One of the visionary projects of Khachodling is to offer sustainable spiritual and humanitarian support for the local community and, in the process, quite organically, Drukpa Zimkhang has increasingly became the base for such activities.  Khandro Thrinlay Chodon has expanded the land around to enable organic vegetable gardening as well as the addition of a “Five Element Garden”. This garden offers practitioners a quiet reflective outside sacred space with deep meaning. Annually around the time of Losar (New Year), there is a huge community practice and celebration, where prayer flags are changed on the unique 100ft flagpole. The flagpole used to have to be lowered and re-raised each year with the help of more than 30 men. As this was quite dangerous, last year Khachodling invested in a more permanent metal flagpole. At the age of 60 plus, Agu-la still climbs it every year to change the flags when all the community come together for puja, blessings and a shared meal. Over the last 18 years Drukpa Zimkhang has had many improvements including a refurbished store room and kitchen, a specialised room for butter lamps and outside toilets. The next major project close to the heart of Khandro Thrinlay Chodon, is to construct a shrine room at the top of the home which will house a unique hand carved Vajrayogini statue. 

With her compassionate heart, every Sunday, Khandro Thrinlay Chodon opens her home and offers a Himalayan culture and education class for local children and women. This began only with children yet, especially mothers and friends found they too wanted to learn, and so now they also attend and many other dharma activities have grown from this seed. A local women’s group of Khachodling has formed which is very active in both spiritual and humanitarian activities. They support women and are working on small scale sustainable economic activities as well as a range of local environmental projects.

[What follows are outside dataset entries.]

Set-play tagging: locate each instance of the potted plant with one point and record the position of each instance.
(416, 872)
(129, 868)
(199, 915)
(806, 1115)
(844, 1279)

In the time of this Covid-19 pandemic, Khandro Thrinlay Chodon devoted her time to deepen her connection and commitment and to share her knowledge and wisdom for the benefit of others and this home has become an active Himalayan dharma hub.

In these many ways, Khandro Thrinlay Chodon and Khachodling has facilitated help for a community in need – not only in their lives, but also in their hearts, injecting a vibrancy and sustainability into the local community.  Drukpa Zimkhang has become an active dharma hub for monks and nuns, yogis, yoginis, children and laypeople of both the lineages of Shakya Shri and Shabdrung. 


Khachodling Nunnery, Sani, Zanskar


Khachodling Hermitage and Medical Centre, Mulbeck, Ladakh


Khachodling, Kalimpong


Other Himalayan Hermitages

Kyabje Apho Rinpoche, together with his wife and entourage, tirelessly travelled on foot and horseback over rough terrains and high passes, reviving the tradition of Drubwang Shakya Shri in the Indian Himalayas. Each of his children, blood and bone lineage holders, were born in various parts of the Himalayas while journeying – in Sikkim, Lahoul, Pangi, and Gotsang – before the family settled into the Manali home and Gompa.

The hermitages established and revived by Kyabje Apho Rinpoche still exist to this day and are a beacon of yogic practice. Yogis unwaveringly train in the teachings of Milarepa and “The Six Yogas of Naropa”. Tummo, also known as “psychic heat”, is a meditation practice of this lineage that allows the yogi to control their body temperature at high altitudes in the deep snow of the Himalayan winter. In 2002, Harvard University published a paper based on their observations of this practice. 

Khachodling supports, wherever possible, the now elderly, hidden yogis/yoginis, as well as the many simple hermitages of the Shakya Shri lineage that dot these remote Himalayan regions. These include Gotsang (birthplace of Sey Jigme which is above Hemis Monastery near Leh), Khespang (outside of Leh), Kardang Gompa (birthplace of Khandro Thrinlay Chodon in Lahoul) and Peukar Gompa (Lahoul) as well as other communities and hermitages of Pangi (where Sey Jampal was born),  Zanskar and Ladakh and Lahoul.